Le marché de l'emploi a changé, entraînant des parcours professionnels plus heurtés, avec des périodes de chômage, des changements de métier, des réorientations pour composer avec la pénibilité au travail ou l'inaptitude à un poste. Ces transformations majeures n'ont pourtant pas eu raison des inégalités d'accès à la formation. Plus les salariés avancent en âge, moins ils y ont recours. Des disparités existent aussi entre catégories socioprofessionnelles : l'opportunité de se former dans l'année est bien plus élevée pour un cadre de plus de 50 ans que pour un ouvrier en début de carrière.
Voilà donc un paradoxe qui perdure avec, d'un côté, l'injonction de se former tout au long de la vie pour anticiper ou accompagner les mutations du travail et, de l'autre, un système discriminatoire pour les seniors et les moins qualifiés. Et ce, malgré les réformes successives qui ont actionné plusieurs leviers - simplification des démarches, information des actifs sur leurs droits, incitation des employeurs à former leurs salariés âgés - et renforcé la responsabilisation des personnes concernant leurs projets professionnels et leur parcours.
De toute évidence, le compte n'y est pas. Il faudrait maintenant penser différemment le contenu et les conditions de la formation - notamment parce que les plus âgés n'apprennent pas comme les jeunes - selon que celle-ci est imposée ou volontaire, programmée ou inopinée. Plusieurs éléments seraient à considérer dès la conception des dispositifs. Il apparaît nécessaire d'intégrer les expériences de travail, en impliquant les salariés dans le projet de formation et en construisant des liens avec l'activité réelle de travail, avec des méthodes pédagogiques participatives.
De même, préparer le retour en poste, avec des temps d'appropriation et de l'accompagnement, serait bénéfique. Car les formations mal conçues peuvent conduire à un échec dans les apprentissages, générant un sentiment d'incompétence au travail. Ce qui, d'une part, provoque parfois un abandon de poste ou une rupture d'emploi et, d'autre part, contribue à une fragilisation de la santé, notamment mentale, avec des risques de dépression.
Une étude récente, menée dans un centre d'appels (voir "A lire"), montre toute la complexité du processus. Malgré une politique volontariste d'embauche et de formation de personnes de plus de 50 ans, l'entreprise peine à former les plus âgés. Ces derniers vivent difficilement les campagnes successives de formation, qui épousent le rythme soutenu des modifications dans les produits et les services à placer auprès des clients. Ils se montrent davantage proactifs si le programme à suivre ne vise qu'un ajustement de leurs compétences.
Contraints à l'évitement
Dans le cas contraire, certains se soustraient à la formation - qui est pourtant obligatoire -, soit en négociant avec la hiérarchie la possibilité de se spécialiser sur un type d'activité plus stable, soit en s'absentant de l'entreprise pour échapper aux sessions programmées.
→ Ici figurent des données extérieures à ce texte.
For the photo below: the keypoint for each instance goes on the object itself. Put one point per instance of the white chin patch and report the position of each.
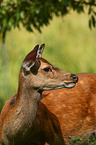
(69, 85)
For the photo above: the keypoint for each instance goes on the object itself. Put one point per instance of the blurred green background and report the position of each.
(70, 45)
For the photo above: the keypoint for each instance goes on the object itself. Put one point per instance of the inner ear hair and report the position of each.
(34, 69)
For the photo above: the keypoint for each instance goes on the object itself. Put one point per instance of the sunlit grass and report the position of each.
(70, 45)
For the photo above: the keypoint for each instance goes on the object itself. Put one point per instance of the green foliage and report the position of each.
(36, 13)
(88, 140)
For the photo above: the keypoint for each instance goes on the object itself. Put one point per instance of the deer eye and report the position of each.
(47, 69)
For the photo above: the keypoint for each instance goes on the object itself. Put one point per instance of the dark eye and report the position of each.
(47, 69)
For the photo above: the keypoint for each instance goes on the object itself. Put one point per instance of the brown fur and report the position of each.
(75, 110)
(17, 119)
(63, 113)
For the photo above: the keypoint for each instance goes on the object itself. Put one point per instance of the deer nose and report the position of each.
(74, 77)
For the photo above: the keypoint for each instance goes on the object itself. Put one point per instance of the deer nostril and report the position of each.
(74, 77)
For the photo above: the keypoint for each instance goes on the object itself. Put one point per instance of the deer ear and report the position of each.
(40, 50)
(29, 60)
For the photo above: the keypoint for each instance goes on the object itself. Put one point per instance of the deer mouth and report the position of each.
(69, 85)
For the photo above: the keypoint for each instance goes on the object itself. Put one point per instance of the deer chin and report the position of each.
(69, 85)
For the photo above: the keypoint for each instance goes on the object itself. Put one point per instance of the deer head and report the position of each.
(39, 74)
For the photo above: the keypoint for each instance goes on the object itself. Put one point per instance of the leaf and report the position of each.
(90, 25)
(93, 20)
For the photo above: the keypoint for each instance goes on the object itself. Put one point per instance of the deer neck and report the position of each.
(28, 106)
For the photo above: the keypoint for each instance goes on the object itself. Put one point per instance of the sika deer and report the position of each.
(19, 112)
(66, 113)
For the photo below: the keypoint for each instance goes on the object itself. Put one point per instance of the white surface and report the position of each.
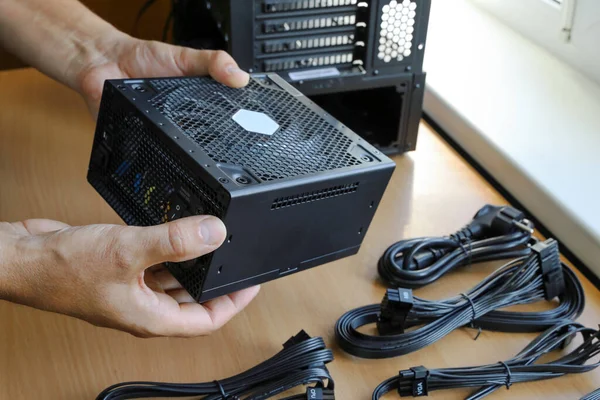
(528, 118)
(542, 21)
(256, 122)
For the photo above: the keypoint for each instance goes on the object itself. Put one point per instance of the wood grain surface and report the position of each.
(45, 139)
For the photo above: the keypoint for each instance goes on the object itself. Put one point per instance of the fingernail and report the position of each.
(233, 70)
(211, 230)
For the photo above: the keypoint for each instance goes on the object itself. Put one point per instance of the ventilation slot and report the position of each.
(272, 6)
(307, 197)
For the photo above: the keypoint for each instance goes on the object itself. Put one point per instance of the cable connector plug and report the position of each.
(548, 256)
(413, 382)
(395, 306)
(317, 393)
(298, 338)
(495, 221)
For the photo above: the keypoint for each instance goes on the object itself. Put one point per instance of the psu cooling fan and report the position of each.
(294, 187)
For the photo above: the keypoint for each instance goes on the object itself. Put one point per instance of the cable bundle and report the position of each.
(419, 381)
(301, 362)
(595, 395)
(533, 278)
(495, 233)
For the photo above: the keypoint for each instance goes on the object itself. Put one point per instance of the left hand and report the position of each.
(120, 56)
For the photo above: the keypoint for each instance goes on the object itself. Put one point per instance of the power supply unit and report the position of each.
(294, 187)
(325, 48)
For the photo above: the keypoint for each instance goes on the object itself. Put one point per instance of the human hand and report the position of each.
(111, 275)
(119, 56)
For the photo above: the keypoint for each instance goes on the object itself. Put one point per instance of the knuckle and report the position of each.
(178, 245)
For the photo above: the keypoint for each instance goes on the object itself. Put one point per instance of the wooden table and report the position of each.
(45, 139)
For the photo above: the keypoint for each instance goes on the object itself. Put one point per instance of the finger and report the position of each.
(176, 241)
(220, 65)
(165, 279)
(181, 296)
(222, 309)
(193, 319)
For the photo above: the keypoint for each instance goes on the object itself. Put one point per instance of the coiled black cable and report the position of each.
(419, 381)
(495, 233)
(301, 362)
(525, 280)
(595, 395)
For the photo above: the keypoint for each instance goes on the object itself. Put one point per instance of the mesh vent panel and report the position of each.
(313, 196)
(139, 180)
(303, 144)
(397, 26)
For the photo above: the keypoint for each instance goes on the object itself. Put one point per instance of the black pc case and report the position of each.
(294, 187)
(326, 49)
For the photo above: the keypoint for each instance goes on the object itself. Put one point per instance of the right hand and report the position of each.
(111, 275)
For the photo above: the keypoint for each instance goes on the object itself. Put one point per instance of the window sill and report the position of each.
(529, 119)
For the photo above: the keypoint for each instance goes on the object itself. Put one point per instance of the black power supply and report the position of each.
(294, 187)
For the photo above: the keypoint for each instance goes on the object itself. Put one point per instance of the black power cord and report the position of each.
(301, 362)
(595, 395)
(495, 233)
(419, 381)
(533, 278)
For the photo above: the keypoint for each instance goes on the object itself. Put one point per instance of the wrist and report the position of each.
(99, 45)
(9, 264)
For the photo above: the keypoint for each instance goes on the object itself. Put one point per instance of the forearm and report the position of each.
(59, 37)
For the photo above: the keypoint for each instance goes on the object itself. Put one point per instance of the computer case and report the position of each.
(324, 47)
(294, 187)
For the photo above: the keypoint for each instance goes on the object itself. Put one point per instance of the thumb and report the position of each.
(176, 241)
(219, 64)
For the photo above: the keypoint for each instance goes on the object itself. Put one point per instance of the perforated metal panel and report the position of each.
(304, 143)
(396, 29)
(140, 177)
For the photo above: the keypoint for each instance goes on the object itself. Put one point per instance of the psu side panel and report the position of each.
(300, 227)
(147, 180)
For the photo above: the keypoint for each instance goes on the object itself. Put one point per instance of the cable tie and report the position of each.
(479, 330)
(508, 375)
(221, 390)
(472, 306)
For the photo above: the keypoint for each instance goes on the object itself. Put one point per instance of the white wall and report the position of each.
(542, 21)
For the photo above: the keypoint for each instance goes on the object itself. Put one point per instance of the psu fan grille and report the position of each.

Si ces stratégies leur permettent de tenir dans l'immédiat au travail, elles engendrent, à terme, des problèmes de santé - anxiété, troubles de l'humeur, dépression - et d'emploi - rupture de contrat, départ anticipé.
Avec l'allongement des carrières et l'évolution des modèles d'organisation du travail, l'enjeu est bien de construire les formations afin qu'elles contribuent de manière pérenne au développement des compétences des salariés, quel que soit leur âge. Pour tenir conjointement les enjeux de santé et de performance au travail.